Put on some heavy duty gloves and fill a 5-gallon bucket halfway up with water. Set aside a box for the discarded hulls and work over newspaper or a suitable covering to keep from getting your clothes stained.
Slice around the green to black soft hull in one motion just like you are slicing into an apple. Don't press too hard as the inner walnut shell is extremely hard and will only dull your knife. If you notice bugs in the husk, just ignore them as they seldom get into the nut.
Place both hands on the nut and twist in opposite motions.
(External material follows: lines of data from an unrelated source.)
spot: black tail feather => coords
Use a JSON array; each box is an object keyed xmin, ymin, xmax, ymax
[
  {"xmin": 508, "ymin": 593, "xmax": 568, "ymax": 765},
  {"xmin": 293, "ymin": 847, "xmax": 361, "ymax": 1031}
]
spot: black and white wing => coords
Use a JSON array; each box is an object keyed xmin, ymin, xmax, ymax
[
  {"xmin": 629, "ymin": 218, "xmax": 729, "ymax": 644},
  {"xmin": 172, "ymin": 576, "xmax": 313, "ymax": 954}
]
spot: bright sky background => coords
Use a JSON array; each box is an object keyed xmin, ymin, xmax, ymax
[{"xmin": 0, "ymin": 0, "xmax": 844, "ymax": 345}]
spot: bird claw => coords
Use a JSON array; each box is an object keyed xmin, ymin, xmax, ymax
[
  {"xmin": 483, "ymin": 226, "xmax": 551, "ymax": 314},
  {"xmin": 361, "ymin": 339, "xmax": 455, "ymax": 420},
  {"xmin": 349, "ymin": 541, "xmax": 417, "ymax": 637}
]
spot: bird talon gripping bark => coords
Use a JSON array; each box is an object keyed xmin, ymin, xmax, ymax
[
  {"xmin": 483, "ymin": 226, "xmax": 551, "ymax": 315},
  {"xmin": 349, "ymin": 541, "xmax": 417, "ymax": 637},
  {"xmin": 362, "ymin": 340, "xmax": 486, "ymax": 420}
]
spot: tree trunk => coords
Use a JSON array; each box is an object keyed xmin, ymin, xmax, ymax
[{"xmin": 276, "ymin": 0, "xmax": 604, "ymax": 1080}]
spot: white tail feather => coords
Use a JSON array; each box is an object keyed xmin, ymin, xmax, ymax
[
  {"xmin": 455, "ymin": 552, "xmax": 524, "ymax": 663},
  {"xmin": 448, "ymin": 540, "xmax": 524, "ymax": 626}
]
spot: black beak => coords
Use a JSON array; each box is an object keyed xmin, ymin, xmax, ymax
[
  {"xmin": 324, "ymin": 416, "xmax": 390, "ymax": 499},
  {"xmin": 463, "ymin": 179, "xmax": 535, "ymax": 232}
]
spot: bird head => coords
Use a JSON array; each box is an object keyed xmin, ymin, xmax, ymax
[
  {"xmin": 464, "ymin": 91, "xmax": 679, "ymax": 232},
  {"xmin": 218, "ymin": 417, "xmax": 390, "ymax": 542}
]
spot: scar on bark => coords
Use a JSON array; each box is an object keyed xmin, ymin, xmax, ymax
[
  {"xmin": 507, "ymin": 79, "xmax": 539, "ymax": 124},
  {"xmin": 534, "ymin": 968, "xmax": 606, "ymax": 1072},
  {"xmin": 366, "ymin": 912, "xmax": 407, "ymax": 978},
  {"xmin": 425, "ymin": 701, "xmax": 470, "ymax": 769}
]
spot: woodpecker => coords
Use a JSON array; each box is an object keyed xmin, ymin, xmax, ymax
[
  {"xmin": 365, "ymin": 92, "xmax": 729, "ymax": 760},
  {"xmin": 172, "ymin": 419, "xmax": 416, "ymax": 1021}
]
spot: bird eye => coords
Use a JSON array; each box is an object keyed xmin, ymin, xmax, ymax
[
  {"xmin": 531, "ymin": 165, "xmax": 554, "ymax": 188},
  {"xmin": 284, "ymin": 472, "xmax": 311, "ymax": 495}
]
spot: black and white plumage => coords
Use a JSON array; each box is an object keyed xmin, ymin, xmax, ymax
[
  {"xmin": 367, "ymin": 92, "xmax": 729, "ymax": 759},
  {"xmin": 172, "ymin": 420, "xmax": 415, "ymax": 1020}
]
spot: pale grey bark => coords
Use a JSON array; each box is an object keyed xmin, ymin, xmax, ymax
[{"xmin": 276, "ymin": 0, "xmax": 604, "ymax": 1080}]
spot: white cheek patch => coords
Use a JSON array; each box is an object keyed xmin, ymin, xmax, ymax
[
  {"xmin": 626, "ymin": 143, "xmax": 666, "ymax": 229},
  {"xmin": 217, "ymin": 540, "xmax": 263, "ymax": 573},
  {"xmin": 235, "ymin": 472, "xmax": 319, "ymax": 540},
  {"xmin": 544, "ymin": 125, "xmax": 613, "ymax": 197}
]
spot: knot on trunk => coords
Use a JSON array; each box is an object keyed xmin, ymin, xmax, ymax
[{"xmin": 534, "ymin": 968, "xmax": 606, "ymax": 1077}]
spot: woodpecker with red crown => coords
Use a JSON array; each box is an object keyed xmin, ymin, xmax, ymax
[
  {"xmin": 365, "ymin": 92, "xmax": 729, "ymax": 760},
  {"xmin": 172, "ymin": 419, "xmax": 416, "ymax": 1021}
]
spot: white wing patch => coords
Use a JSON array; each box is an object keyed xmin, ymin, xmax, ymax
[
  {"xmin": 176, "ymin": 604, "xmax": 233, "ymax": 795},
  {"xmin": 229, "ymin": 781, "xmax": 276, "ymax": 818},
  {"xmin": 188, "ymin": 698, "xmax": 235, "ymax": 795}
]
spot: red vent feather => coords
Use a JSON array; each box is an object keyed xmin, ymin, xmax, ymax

The husks should fall off pretty easily leaving little bits of husk stuck on the shell. If the husk is too hard for slicing, set it aside to soften up for a few days. Throw the husks into the trash box (not the compost as they are toxic to plants) and then place the husked nuts into the bucket of water. Continue until you have husked all the black walnuts.
Using a broom handle or some such device, stir the nuts in the water bucket vigorously to remove any extra bits of husk. Drain the nuts and inspect. If they still have too much husk on them, wash them again. Place on wooden or screened tray to dry and cure in the sun for a couple of hours or in a dry place for 24 hours..
Cure the nuts in a dry place like a onion mesh bag or a wooden box for about four to six weeks. This will greatly enhance the flavor of the walnut and also make the nutmeats a little easier to remove.
Crack the throroughly dry and cured nuts either in a black walnut cracker (a vice-like device), a hammer, or a regular woodshop vice. The shells are super hard and care must be taken not to just smash the shell. Smashing the shell leads to the nutmeats being smashed and also filled with glass-like bits of shell.
Black walnuts are much stronger in flavor than regular walnuts, so use them sparingly.